There is so much more to write about, Ulla Kleberg’s Qimotion session that was filled with kindness, or the art therapy workshop where we worked with our own names and memories. Not to forget the breaks when there were many meaningful encounters with encouraging people, everybody immediately understanding the point of Business Ballet and Dancing English Teachers. “Yes, you are in your own tribe here”, said they. I realized that I’ve been for many years defensive about using arts-based methods in a business university. I don’t need to be. It’s wasted energy to explain about Business Ballet to somebody who is absent from the body, somebody without the capacity of understanding the importance of embodiment. So maybe I should drop the explanations and just be what I am and let my work speak for itself like rings on water. I love working with the students though, and I’m grateful for my Business Ballet group in Porvoo, and my Sales Presentation students in Pasila.
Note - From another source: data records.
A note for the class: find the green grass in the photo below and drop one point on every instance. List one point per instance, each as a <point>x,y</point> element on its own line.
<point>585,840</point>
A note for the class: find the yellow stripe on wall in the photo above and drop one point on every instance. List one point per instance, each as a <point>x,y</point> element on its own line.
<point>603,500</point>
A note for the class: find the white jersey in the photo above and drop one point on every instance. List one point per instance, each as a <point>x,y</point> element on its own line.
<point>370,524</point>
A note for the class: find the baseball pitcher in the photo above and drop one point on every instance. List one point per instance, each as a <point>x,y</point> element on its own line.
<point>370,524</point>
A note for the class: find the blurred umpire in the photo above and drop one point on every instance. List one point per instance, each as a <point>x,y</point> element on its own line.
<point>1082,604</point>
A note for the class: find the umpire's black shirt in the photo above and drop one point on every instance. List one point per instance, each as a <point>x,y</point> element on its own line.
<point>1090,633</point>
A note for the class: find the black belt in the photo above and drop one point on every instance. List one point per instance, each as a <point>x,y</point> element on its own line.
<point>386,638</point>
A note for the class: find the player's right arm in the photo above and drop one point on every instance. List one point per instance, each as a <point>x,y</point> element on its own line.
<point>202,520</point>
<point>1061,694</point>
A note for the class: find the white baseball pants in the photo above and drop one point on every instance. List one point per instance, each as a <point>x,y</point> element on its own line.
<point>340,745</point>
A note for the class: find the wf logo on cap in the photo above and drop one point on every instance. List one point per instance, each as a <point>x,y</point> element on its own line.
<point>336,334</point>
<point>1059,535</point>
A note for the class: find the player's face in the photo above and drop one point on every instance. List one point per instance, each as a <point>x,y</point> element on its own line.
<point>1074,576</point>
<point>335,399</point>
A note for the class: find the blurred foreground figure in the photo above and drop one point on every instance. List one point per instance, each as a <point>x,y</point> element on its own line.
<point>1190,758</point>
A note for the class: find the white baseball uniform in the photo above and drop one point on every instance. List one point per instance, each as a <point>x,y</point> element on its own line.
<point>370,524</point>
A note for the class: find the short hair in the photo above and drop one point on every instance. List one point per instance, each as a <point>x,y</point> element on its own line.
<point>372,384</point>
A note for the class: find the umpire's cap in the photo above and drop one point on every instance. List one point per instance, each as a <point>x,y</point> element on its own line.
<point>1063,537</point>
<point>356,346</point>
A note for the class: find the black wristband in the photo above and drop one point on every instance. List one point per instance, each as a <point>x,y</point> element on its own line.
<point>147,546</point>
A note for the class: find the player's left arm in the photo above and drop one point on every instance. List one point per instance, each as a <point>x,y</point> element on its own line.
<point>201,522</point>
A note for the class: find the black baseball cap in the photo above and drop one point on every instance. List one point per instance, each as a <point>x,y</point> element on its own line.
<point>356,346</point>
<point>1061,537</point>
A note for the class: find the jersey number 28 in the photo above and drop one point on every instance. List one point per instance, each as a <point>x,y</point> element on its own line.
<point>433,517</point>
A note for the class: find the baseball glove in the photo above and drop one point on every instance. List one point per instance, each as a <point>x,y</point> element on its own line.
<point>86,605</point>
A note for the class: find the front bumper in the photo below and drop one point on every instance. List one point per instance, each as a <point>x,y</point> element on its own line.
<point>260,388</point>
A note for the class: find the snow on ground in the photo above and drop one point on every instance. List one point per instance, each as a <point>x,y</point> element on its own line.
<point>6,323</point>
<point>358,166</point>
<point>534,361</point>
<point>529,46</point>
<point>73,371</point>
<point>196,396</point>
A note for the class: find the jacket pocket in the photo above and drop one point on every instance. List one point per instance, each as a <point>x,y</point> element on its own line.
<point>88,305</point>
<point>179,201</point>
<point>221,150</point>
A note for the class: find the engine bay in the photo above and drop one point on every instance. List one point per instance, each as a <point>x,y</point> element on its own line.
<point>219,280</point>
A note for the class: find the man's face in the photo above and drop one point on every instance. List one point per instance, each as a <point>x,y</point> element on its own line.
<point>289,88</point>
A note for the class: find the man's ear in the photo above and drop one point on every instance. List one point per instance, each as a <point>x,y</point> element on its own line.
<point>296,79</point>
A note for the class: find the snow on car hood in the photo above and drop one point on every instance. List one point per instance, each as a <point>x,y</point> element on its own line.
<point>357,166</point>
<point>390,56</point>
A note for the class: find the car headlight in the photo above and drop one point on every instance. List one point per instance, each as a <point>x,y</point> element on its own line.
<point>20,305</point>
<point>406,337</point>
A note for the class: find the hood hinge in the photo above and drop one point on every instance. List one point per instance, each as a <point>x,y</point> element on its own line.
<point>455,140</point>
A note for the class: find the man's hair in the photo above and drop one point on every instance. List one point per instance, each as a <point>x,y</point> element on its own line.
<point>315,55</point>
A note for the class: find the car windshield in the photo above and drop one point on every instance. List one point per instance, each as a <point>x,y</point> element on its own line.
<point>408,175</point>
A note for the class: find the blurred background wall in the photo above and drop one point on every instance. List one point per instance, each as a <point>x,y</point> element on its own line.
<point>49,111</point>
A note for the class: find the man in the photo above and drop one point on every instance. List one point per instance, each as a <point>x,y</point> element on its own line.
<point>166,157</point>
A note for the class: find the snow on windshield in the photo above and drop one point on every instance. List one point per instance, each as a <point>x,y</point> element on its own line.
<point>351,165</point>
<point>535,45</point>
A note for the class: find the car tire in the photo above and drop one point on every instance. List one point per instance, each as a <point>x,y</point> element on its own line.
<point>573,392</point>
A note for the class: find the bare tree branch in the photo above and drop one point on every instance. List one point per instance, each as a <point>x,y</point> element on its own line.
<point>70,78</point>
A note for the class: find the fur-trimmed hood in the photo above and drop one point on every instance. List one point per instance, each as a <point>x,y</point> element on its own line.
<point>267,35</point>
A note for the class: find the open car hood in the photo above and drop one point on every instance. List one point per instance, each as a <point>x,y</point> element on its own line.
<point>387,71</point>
I feel that now I finally have the tools to share what has taken me 41 years to learn about the body, ever since I entered ballet school in 1975. The people at the seminar also rejoiced with me when I told about the exchange student who recently told me in class that she had chosen Finland and Haaga-Helia since we offer my Business Ballet course. So all my efforts and challenges have not been in vain. At the beginning I mentioned the quality Karen Roeper asked us to cherish: for me it was “softness”. I am tired of fighting, I need kind fairy-tale grand-mothers to cradle me. I don’t want to move about like a hedgehog any longer.

Painter/Dancer Monica Gorschelnik with Dancing English Teacher

Painter/Dancer Monica Gorschelnik with Dancing English Teacher

I wish to end this post with a eloge to Swedish painter and dancer Monica Gorschelnik, born in 1946 in Finland. Even before I knew that she was an artist, I was enthralled by her radiant aura. And then she surprised us all with a dance performance when we thought the seminar already to be over. Such a rare moment of wordless beauty beyond time and space. Touching the atoms in our bodies. Finally, I am home.

About Pia Kiviaho-Kallio

Dancing English Teacher holds an MA in English Philology and is a certified dance teacher. She takes interest in introducing dance and movement improvisation into vocational business studies. Dance is a shortcut to embodiment, kinesthetic awareness and efficient team work. Thus, business students benefit from dance and movement studies.